「自身のオンライン行動に関して監督する権限があるのは,直属のマネージャであって,IT部門ではないと考える従業員が多い」。米Cisco Systemsが米国時間11月6日,在宅勤務者など社外で業務を行うリモート・ワーカーを対象とした意識調査の結果を発表した。

 米国,フランス,オーストラリア,ブラジル,中国,英国の6カ国では,従業員自身のオンライン行動に関する権限を持っているのは,「IT部門ではなく,直属のマネージャ」と考えるリモート・ワーカーが過半数を超えた。一方,インド,イタリア,日本,ドイツでは,監督の権限を持つのは「直属のマネージャでなく,IT部門」とする回答が過半数を占めた。

 調査は,米国,英国,フランス,ドイツ,イタリア,日本,中国,インド,オーストラリア,ブラジルの10カ国において,リモート・ワーカー1000人と,IT部門の意志決定者1000人に対して行った。調査対象となったリモート・ワーカーはITプロフェッショナルでない。このため,販売,マーケティング,経理,人事,顧客サポートといった部門のマネージャが,IT部門と同等あるいはそれを上回る権限を持つと考える従業員が多いことになる。

 また,「誰にも干渉されたくない」という意見も全体の13%を占めた。フランス(38%)とイタリア(35%)がとりわけ多かったものの,日本(22%),米国(14%),オーストラリア(14%)も世界平均値を上回った。

 調査結果におけるリモート・ワーカーの考え方には,各国の社会的風潮や企業文化が顕著に表れた。「例えば,ドイツではIT部門が監督すべきという回答は71%に達するが,マネージャもその役割を担っているいう回答が3分の1,同僚も何らかの役割を果たしているという回答が4分の1を占めた。
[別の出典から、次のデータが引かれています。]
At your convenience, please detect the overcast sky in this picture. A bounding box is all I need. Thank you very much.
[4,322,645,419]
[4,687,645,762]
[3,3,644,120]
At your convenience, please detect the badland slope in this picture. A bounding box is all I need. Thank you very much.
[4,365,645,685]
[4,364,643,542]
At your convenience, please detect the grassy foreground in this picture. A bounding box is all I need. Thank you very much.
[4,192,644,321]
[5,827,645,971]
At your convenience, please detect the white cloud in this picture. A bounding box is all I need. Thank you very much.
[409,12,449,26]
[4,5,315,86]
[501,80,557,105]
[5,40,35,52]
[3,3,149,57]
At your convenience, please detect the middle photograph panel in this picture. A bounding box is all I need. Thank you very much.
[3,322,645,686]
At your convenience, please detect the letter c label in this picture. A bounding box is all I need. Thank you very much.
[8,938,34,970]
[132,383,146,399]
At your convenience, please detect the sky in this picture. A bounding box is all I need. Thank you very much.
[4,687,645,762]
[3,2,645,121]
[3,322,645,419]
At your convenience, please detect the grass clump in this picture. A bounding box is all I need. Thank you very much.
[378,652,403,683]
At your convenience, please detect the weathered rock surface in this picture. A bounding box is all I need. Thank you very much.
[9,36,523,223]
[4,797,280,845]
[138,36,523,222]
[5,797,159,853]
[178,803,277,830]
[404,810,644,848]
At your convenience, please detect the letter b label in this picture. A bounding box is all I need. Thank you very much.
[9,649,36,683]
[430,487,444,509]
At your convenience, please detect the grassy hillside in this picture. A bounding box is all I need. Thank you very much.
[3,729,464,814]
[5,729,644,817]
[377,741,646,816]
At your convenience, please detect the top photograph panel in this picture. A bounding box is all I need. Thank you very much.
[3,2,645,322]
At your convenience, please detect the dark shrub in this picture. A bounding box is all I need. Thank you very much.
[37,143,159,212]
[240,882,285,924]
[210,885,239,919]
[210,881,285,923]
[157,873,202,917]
ドイツでは,全社をあげて情報セキュリティに取り組むべきという風潮が強いようだ」(同社Security Solutions Marketing部門担当副社長のJeff Platon氏)。

 なお,リモート・ワーカーによるセキュリティ・リスクの高い行為には,隣人の無線ネットワークへのアクセス,不審な電子メールの開封,個人のデバイスを使った企業ファイルへのアクセス,業務用コンピュータの他人との共有などがある。